Does that mean that some people are actually attacking this Cronenberg Masterpiece???

Re: The Horror List Discussion and Suggestions (Genre Projec
Posted: Wed Dec 19, 2012 3:12 pm
by Mr Sausage
Yojimbo wrote:Cold Bishop wrote:The Brood (David Cronenberg, 1979): I feel the need to put in some defense of this film.
Does that mean that some people are actually attacking this Cronenberg Masterpiece???

Domino expressed his dislike for it
here.
Re: The Horror List Discussion and Suggestions (Genre Projec
Posted: Wed Dec 19, 2012 3:26 pm
by Yojimbo
Mr Sausage wrote:Yojimbo wrote:Cold Bishop wrote:The Brood (David Cronenberg, 1979): I feel the need to put in some defense of this film.
Does that mean that some people are actually attacking this Cronenberg Masterpiece???

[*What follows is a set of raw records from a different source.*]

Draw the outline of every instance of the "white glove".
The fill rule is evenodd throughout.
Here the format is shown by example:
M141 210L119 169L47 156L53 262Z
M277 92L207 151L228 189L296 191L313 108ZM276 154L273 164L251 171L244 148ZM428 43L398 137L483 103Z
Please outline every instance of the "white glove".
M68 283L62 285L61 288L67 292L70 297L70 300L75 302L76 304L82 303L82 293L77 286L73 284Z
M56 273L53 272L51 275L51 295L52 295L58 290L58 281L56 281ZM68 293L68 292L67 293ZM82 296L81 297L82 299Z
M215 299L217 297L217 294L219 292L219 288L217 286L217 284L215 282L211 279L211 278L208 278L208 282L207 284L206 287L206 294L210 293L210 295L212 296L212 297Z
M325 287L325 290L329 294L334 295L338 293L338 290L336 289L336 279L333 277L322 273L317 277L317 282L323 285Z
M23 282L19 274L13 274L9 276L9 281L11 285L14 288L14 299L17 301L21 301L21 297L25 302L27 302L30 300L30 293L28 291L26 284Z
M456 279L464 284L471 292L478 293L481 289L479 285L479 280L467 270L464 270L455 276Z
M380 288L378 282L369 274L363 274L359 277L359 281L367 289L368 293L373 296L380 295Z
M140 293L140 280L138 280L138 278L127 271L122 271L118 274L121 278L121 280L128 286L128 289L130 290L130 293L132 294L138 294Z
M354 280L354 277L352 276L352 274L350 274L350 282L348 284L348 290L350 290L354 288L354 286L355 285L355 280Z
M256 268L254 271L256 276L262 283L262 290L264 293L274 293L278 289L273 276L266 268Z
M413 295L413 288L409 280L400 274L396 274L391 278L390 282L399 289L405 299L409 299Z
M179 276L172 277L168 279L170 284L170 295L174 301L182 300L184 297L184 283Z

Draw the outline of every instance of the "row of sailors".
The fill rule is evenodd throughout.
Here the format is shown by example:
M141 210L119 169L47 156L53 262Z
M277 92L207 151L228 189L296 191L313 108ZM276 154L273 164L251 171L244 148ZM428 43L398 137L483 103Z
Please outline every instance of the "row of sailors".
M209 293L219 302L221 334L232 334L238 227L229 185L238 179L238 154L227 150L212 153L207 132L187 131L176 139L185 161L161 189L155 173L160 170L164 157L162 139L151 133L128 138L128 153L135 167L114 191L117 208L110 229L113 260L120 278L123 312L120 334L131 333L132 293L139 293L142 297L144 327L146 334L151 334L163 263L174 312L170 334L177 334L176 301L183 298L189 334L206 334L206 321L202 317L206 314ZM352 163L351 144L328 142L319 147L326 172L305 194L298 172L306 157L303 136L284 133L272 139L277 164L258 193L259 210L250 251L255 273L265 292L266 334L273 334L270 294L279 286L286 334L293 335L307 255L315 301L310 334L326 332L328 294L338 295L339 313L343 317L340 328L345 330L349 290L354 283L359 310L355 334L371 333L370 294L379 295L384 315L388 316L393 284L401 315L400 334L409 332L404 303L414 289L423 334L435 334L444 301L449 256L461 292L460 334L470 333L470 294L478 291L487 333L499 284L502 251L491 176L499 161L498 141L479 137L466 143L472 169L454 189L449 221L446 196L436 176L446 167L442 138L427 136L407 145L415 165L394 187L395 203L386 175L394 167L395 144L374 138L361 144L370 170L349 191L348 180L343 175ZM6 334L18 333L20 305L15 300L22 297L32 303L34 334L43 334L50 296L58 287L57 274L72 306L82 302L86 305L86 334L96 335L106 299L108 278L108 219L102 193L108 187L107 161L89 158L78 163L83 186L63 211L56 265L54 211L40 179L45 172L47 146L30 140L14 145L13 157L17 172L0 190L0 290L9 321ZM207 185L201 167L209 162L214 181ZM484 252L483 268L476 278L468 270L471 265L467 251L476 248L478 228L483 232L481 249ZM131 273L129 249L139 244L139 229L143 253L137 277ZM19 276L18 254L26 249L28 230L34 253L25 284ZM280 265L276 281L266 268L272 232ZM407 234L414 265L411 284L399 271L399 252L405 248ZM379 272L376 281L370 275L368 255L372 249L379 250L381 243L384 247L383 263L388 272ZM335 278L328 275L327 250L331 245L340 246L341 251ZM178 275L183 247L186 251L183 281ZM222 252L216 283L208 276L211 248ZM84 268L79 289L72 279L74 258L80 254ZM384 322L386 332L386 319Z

Domino expressed his dislike for it
here.
Ah, that's ok, then
Dom's our resident iconoclast!

Re: The Horror List Discussion and Suggestions (Genre Projec
Posted: Wed Dec 19, 2012 5:50 pm
by LQ
I know it's late in the game and I haven't been nearly as active in the project as I wanted to be, but I have to throw in a quick recommendation for the exuberantly wicked
Texas Chainsaw Massacre-by-way-of-John Hughes Aussie horror flick
The Loved Ones (Sean Byrne, 2009), which is available for digital rental on Amazon. The action revolves around a deliriously deranged performance from Robin McLeavy, playing a mousy highschooler Lola, undeterred by the polite decline she receives upon asking her crush to the big dance. I'd advise against watching the trailer, as it spoils a great deal of the fun involved in watching the film play out - it's the rather rare experience where you sort of know where the film is heading next, but can't help thoroughly enjoying the ride. The impressive visual flair of the cinematography, a delightful soundtrack, and a supporting cast of modestly but genuinely drawn characters all add to the quality of the film but it's really Lola's (and her creepy enabling father's) party.
As an aside, this is the 2nd film I've seen this year where a drumstick is used as a tool of menace. I'm still giving the edge to
Killer Joe
but applaud a solidly squicky effort from
The Loved Ones in this highly specific category of Humiliation & Violation by Chicken.
Re: The Horror List Discussion and Suggestions (Genre Projec
Posted: Wed Dec 19, 2012 6:43 pm
by Mr Sausage
The Lady of Burlesque (William Wellman, 1943): I think knives recommended this one as a proto-giallo, and I can kind of see what he means even if I don't agree. I think it's very much a traditional murder-mystery: it takes place in a single location and after each murder the suspects are all gathered into one room so the detective can lay out the clues and portion out the suspicion. That said, in one or two spots it seems to push out of the traditional murder mystery and into giallo territory, eg. having the lead character be not only a victim and the constant witness of all the foul play, but herself putting on the detective role. The film doesn't quite make the final leap, so to my mind the giallo proper wouldn't get started until two years later with Siodmak's The Spiral Staircase; but Wellman's film is still quite fun, and while it won't make my list, I'm glad I saw it. Hard not to love all the backstage bitchiness, delivered with pitch-perfect venom by Stanwyck and co.
Re: The Horror List Discussion and Suggestions (Genre Projec
Posted: Wed Dec 19, 2012 7:17 pm
by Matt
Contains one of my favorite wartime Hollywood lines: "I wouldn't wear that dress to Tojo's funeral."
Re: The Horror List Discussion and Suggestions (Genre Projec
Posted: Wed Dec 19, 2012 8:05 pm
by Mr Sausage
Matt wrote:Contains one of my favorite wartime Hollywood lines: "I wouldn't wear that dress to Tojo's funeral."
Loved that line, although my favourite bit wasn't really related to the film at all. As I pointed out to zedz in a pm, the opening shot is a pan down a lighted marquee on which the bottom two names read:
Lolita la Verne
Dolly Baxter.
A coincidence Vivian Darkbloom himself wouldn't have failed to enjoy.